Updated on 5 November 2012
The vouchers will support businesses to undertake substantial testing or applied development activities on new products and processes
Singapore: The Victoria state government in Australia will help companies trial new technologies through a $8 million Technology Voucher Program. The state's Technology Minister Mr Gordon Rich-Phillips said the government was now seeking applications for the first round of Technology Implementation Vouchers.
"Companies can apply for vouchers of up to $250,000 to explore the use of industrial biotechnology, small technologies or information and communication technologies," said Mr Rich-Phillips. "The vouchers will help companies to collaborate with high-tech service providers, and are designed to provide responsive and nimble funding for businesses that want to create more competitive products and processes."

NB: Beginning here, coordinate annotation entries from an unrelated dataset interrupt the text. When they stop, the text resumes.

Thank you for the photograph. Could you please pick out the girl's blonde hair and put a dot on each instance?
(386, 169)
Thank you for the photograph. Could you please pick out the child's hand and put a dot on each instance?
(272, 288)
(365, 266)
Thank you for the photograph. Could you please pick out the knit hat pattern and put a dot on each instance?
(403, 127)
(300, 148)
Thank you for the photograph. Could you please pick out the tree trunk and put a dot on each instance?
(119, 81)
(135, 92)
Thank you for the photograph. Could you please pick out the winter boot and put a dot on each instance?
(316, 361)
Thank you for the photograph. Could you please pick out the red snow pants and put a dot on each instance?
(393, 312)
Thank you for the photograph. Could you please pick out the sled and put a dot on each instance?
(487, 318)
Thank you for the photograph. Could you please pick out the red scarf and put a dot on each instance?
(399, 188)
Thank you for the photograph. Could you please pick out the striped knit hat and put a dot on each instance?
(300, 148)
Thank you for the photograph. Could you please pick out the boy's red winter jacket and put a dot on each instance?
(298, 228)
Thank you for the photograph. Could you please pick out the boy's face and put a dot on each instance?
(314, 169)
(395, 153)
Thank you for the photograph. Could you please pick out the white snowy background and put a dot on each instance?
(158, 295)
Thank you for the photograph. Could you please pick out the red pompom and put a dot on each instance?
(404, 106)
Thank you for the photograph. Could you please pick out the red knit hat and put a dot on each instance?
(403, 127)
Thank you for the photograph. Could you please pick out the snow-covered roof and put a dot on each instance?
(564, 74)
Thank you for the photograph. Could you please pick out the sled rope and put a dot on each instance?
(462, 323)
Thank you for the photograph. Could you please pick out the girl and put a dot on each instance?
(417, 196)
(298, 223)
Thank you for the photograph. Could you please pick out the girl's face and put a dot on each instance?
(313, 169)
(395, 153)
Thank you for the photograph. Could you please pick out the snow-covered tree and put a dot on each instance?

Mr Rich-Phillips said the program would give innovative companies timely access to the technology expertise they needed at crucial points of product development. "This is a responsive funding model to drive the use of cutting-edge technologies, enabling Victoria's companies to compete in today's global economy," said Mr Rich-Phillips.
The vouchers will support businesses to undertake substantial testing or applied development activities on new products and processes using new technologies. "A compelling advantage of the voucher system is its ability to respond promptly to the research requirements of business in a time-frame that suits them," Mr Rich-Phillips said.
"Through vouchers, companies have developed new products ranging from diagnostic tools, medical devices and crop protection, to smart fabrics, plastic formulations and conversion of waste into valuable commercial products.
The program is part of the Victoria coalition government's $150 million Victoria's Technology Plan for the Future that promotes technology-enabled innovation across the economy and supports the growth, development and global competitiveness of Victoria's technology sectors.